Egypt's parliament is expected to take a final vote on Sunday on three laws regulating the press and media – the National Press Authority (NPA) law, the National Media Authority (NMA) law, the Law Regulating the Press and Media and the Higher Council for Media Regulation.
The three laws were provisionally approved by parliament on 10 and 11 June.
Informed sources told Ahram Online that the three laws are on parliament's schedule for a final debate and vote on Sunday.
"If a two-thirds majority of MPs is available, there will be a final vote on the three laws, and if not, it could be postponed to Monday or Tuesday or even after," the source said.
The head of parliament's Media, Culture and Antiquities Committee, Osama Heikal, held a meeting with a delegation from the press syndicate led by chairman Abdel-Mohsen Salama on 11 July to re-negotiate some of the articles.
Following the meeting, Heikal said that the three laws would be discussed again in parliament's plenary sessions starting Sunday 15 July.

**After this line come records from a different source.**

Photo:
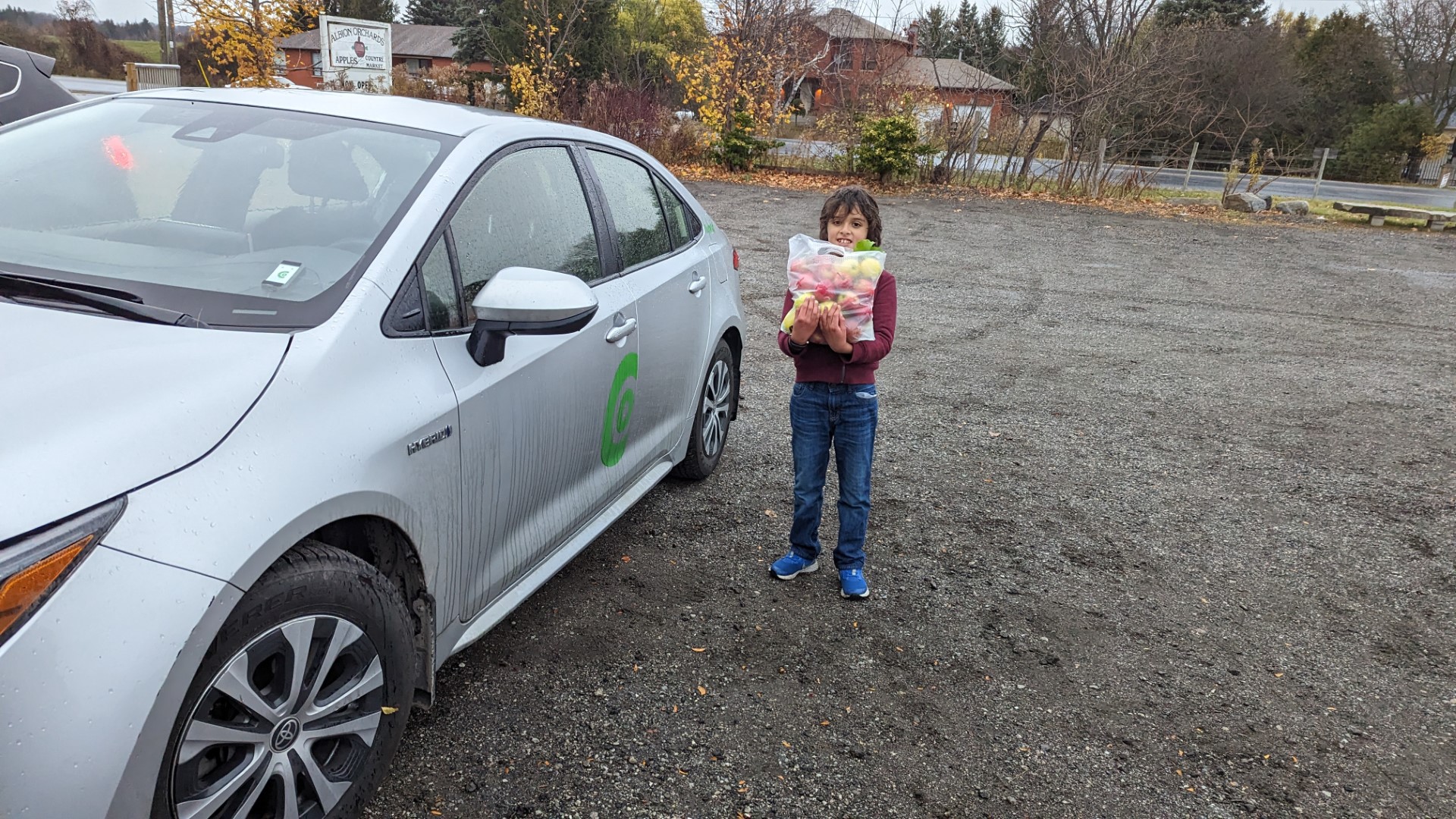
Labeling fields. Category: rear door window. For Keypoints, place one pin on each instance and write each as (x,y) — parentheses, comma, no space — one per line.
(635,209)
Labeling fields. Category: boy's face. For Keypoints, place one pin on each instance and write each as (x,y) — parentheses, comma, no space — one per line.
(846,229)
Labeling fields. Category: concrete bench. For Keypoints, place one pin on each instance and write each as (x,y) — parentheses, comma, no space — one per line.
(1435,219)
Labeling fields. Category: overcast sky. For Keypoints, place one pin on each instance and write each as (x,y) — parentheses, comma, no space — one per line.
(121,11)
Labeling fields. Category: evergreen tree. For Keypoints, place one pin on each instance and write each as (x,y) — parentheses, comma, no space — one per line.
(990,42)
(433,12)
(1228,12)
(965,39)
(937,34)
(1346,74)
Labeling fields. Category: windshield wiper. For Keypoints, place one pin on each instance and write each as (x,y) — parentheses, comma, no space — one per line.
(128,308)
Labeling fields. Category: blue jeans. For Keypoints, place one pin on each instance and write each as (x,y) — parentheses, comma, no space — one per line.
(843,416)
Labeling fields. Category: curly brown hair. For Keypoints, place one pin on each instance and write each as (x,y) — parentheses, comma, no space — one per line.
(846,202)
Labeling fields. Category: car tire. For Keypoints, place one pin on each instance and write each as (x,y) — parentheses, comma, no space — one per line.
(708,436)
(255,729)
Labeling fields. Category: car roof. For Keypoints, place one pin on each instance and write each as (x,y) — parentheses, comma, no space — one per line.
(427,115)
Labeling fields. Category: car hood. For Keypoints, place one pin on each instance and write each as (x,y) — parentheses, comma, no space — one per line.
(92,407)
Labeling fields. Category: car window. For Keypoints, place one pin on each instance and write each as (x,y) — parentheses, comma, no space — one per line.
(440,290)
(635,210)
(529,210)
(240,216)
(682,226)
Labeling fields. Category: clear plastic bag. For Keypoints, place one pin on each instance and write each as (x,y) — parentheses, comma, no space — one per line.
(829,273)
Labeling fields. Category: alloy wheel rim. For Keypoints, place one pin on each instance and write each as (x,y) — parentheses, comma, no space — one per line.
(286,726)
(717,403)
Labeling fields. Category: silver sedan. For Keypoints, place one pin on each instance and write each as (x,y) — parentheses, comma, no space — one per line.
(303,392)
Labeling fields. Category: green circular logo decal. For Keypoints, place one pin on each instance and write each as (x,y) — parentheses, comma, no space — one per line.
(619,413)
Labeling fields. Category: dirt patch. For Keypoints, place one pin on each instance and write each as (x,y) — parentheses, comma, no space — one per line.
(1164,526)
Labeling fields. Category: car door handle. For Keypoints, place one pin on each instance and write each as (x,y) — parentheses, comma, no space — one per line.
(620,331)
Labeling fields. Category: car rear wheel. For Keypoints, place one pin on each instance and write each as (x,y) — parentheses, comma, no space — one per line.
(300,701)
(710,433)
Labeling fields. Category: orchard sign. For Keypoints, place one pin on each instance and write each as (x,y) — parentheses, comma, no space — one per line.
(356,52)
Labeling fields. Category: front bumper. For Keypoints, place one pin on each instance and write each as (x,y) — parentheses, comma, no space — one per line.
(92,684)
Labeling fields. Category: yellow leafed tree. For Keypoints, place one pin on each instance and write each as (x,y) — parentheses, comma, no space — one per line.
(746,63)
(246,33)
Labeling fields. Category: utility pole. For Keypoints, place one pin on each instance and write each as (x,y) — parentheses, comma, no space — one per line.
(1320,177)
(162,31)
(172,36)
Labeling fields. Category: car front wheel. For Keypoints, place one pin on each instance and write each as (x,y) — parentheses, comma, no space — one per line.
(300,701)
(710,433)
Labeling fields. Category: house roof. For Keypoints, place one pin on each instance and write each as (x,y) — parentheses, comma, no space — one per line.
(944,74)
(405,41)
(848,25)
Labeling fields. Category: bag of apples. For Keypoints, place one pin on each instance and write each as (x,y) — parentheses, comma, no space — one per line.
(829,273)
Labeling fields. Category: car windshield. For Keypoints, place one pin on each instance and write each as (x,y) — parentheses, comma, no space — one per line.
(246,218)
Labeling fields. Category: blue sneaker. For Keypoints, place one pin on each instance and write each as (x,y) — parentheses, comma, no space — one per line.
(791,566)
(852,583)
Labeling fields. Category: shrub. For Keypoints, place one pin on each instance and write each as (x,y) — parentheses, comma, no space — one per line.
(889,146)
(447,83)
(739,149)
(626,114)
(1378,148)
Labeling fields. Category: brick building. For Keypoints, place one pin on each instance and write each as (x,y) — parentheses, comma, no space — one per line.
(858,58)
(417,49)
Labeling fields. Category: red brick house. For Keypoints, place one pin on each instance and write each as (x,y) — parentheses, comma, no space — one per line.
(417,49)
(858,58)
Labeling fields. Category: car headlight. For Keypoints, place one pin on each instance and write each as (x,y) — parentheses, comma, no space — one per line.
(34,566)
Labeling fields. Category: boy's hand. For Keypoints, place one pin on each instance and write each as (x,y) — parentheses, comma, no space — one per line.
(805,321)
(832,324)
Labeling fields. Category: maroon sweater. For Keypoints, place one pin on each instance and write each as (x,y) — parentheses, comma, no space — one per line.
(819,363)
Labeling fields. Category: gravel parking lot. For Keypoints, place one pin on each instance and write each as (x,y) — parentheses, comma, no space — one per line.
(1164,526)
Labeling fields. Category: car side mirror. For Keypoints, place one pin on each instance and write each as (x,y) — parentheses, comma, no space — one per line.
(523,300)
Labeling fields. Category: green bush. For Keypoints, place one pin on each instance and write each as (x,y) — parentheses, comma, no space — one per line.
(1378,148)
(739,149)
(889,146)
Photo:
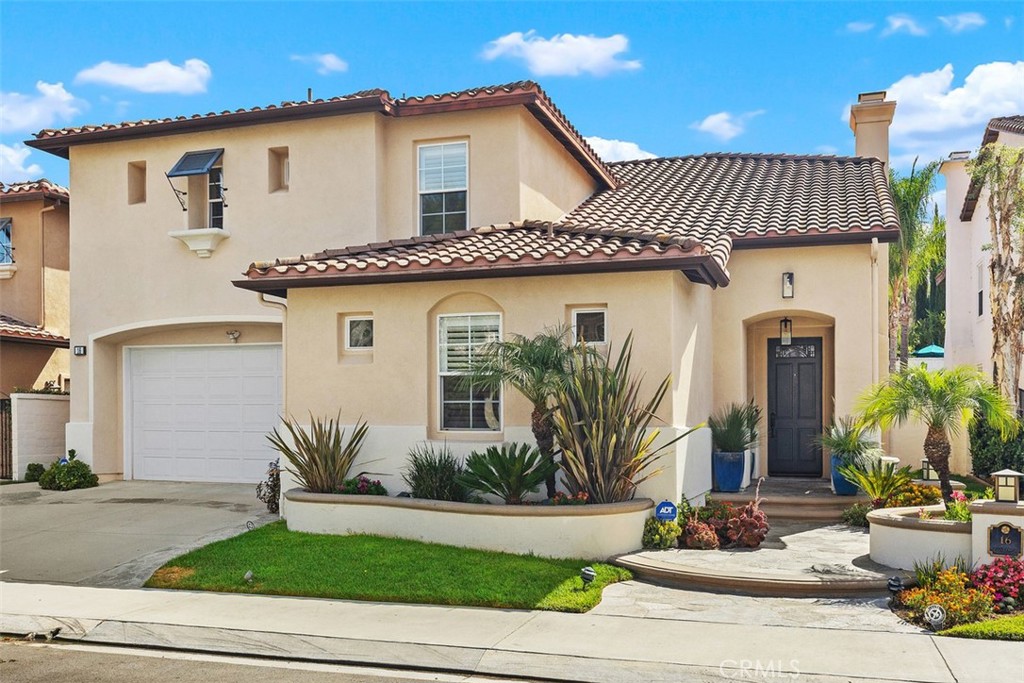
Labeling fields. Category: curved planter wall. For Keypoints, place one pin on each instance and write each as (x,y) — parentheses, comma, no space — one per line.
(899,538)
(586,531)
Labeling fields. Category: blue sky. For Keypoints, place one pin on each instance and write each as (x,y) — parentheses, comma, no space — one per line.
(656,78)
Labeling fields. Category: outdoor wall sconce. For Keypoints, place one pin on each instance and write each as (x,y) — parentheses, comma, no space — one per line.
(787,285)
(785,331)
(1008,486)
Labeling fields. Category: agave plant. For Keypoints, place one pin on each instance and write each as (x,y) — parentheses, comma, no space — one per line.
(323,456)
(847,439)
(602,427)
(880,481)
(510,471)
(734,428)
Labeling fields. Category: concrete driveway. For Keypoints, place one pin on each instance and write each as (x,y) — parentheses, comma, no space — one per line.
(116,535)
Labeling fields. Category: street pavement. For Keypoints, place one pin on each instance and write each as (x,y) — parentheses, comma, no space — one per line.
(592,647)
(116,535)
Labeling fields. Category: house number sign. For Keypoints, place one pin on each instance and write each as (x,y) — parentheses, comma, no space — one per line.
(1005,540)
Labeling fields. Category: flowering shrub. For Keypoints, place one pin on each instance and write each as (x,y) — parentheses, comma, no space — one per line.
(660,535)
(950,590)
(956,509)
(363,485)
(565,499)
(700,536)
(915,496)
(1005,577)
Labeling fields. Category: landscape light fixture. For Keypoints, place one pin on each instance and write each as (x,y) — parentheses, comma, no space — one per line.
(785,331)
(588,575)
(1008,485)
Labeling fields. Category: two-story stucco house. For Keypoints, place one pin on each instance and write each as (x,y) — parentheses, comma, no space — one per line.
(34,323)
(431,225)
(969,317)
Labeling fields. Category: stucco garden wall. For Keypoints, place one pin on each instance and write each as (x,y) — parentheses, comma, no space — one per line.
(38,425)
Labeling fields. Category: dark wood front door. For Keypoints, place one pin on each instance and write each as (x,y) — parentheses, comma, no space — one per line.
(795,408)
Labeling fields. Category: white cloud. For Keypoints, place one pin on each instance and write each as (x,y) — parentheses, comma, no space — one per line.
(326,62)
(564,54)
(20,113)
(963,22)
(933,118)
(617,150)
(903,24)
(724,125)
(859,27)
(12,167)
(163,77)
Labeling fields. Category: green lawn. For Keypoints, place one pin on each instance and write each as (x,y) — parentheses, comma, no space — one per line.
(367,567)
(1004,628)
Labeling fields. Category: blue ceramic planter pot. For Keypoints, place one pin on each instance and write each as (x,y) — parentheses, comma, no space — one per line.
(842,486)
(728,470)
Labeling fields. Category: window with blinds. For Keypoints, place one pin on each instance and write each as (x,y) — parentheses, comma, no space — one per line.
(460,340)
(443,182)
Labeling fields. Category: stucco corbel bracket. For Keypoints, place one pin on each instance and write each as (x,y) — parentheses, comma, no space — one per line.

"A debate will be opened on seven articles that were amended to comply with the legal and constitutional revisions made by the State Council," said Heikal.
Heikal said the press syndicate asked that eight articles be amended.
"These are different from the articles that the State Council has demanded that they be amended," said Heikal.
Heikal argued that the State Council raised no objection on articles stating that there should be a separation between the press organisation's managerial board and editorial staff.
"Besides, the Council does not have any remarks on obliging boards to publish budgets and that it doesn't state that the laws violate press freedoms enshrined in Article 71 of the constitution."
Heikal indicated that the State Council has asked that 33 out of the National Press Authority (NPA) law's 55 articles have to just be redrafted.
"Article 23 of the NPA law, which deals with the roles of the secretary-general of the NPA, will just be a matter of re-debate in parliament," said Heikal.
The two laws on the National Press Authority and the Law Regulating the Press and Media and the Higher Council on Media Regulation were sharply criticised by the press syndicate.
The criticism focused on articles dealing with the retirement age of journalists in national press organisations, the composition of the general assembly of national press organisations, and penalties related to publication offences.
In general, the syndicate complained that the two laws strip journalists of having a say in the running of their own press organisations and that it paves the way for privatising these institutions.
In its report sent to parliament last week, the State Council said the two laws regulating the NPA and the Press and Media Authority represent a direct assault on press freedoms, warning that some of their articles violate Article 71 of the constitution.
Head of the syndicate and board chairman of Al-Ahram Press Organisation Abdel-Mohsen Salama said there are disagreements on eight articles of the two laws and that negotiations can settle them in a peaceful way.
"No one should pour oil on fire," Salama said. In a press release on 11 July, the syndicate said "there should be an objective and constructive dialogue between the syndicate and parliament on the articles which have to be amended."
The release added that "as the State Council demanded that some articles have to be amended because they violate the constitution, so the syndicate extends a hand to parliament and state authorities in order to open a new dialogue on the new controversial articles."
"We advise that there should not be a final vote on the three laws and that we recommend that a national dialogue on them be held first and that it should include parliament speaker Ali Abdel-Aal, Minister of Parliamentary Affairs Omar Marawan, and members of parliament's media, culture and antiquities committees in order to reach common ground on the laws and its articles," the release concluded.